Smell-sensitivity researchers have to be very careful about the odours they use in experiments, because a smell is not always a smell. Many odorous substances activate not only the olfactory system but also the ‘somatosensory’ system -the nerve endings in our noses which are sensitive to temperature, pain etc. This is why ‘anosmics’ – patients who have completely lost their sense of smell – can still detect menthol, phenylethyl alcohol and many other substances. In a study testing anosmics’ ability to perceive odorous substances, it was found that many so-called odours are in fact affecting the pain- and temperature-sensitive nerve-endings, rather than the olfactory receptors. Out of 47 ‘odorous’ substances, anosmics could detect 45. (Only two substances could not be detected by the anosmic patients: these were decanoic acid and vanillin, which affect only the olfactory receptors, and can thus safely be classified as ‘pure’ odours.) Some unpleasant ‘smells’ do more than just annoy or disgust us, they actually cause us pain.

Children

Although smell-identification ability increases during childhood, even newborn infants are highly sensitive to some important smells: recent research shows that newborn babies locate their mothers’ nipples by smell. In experiments, one breast of each participating mother was washed immediately after the birth. The newborn baby was then placed between the breasts. Of 30 infants, 22 spontaneously selected the unwashed breast.

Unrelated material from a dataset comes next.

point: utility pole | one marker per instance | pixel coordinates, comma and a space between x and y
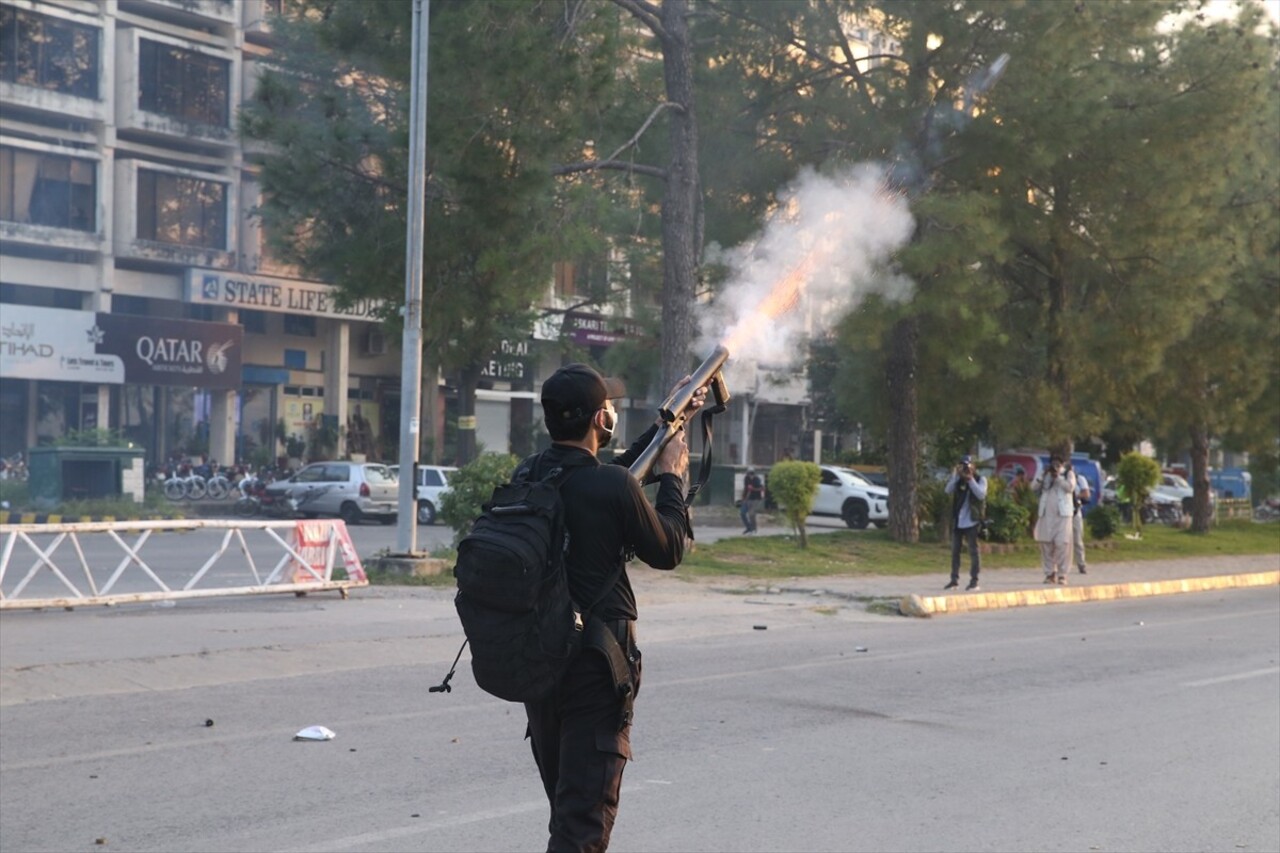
411, 364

Other experiments have also shown that babies are responsive to very faint differences in body odour, but it is believed that infants are highly sensitive only to specific smells, rather than a wide range of odours.

In terms of odour preference, however, one significant study showed that 3-year-olds have essentially the same likes and dislikes as adults. Experiments conducted in the early 70s and replicated in 1994 revealed that children do not develop sensitivity to certain odours until they reach puberty. In these studies, 9-year-olds showed a pronounced insensitivity to two musk odours, although their ability to detect other odours was the same as that of postpubescents and adults.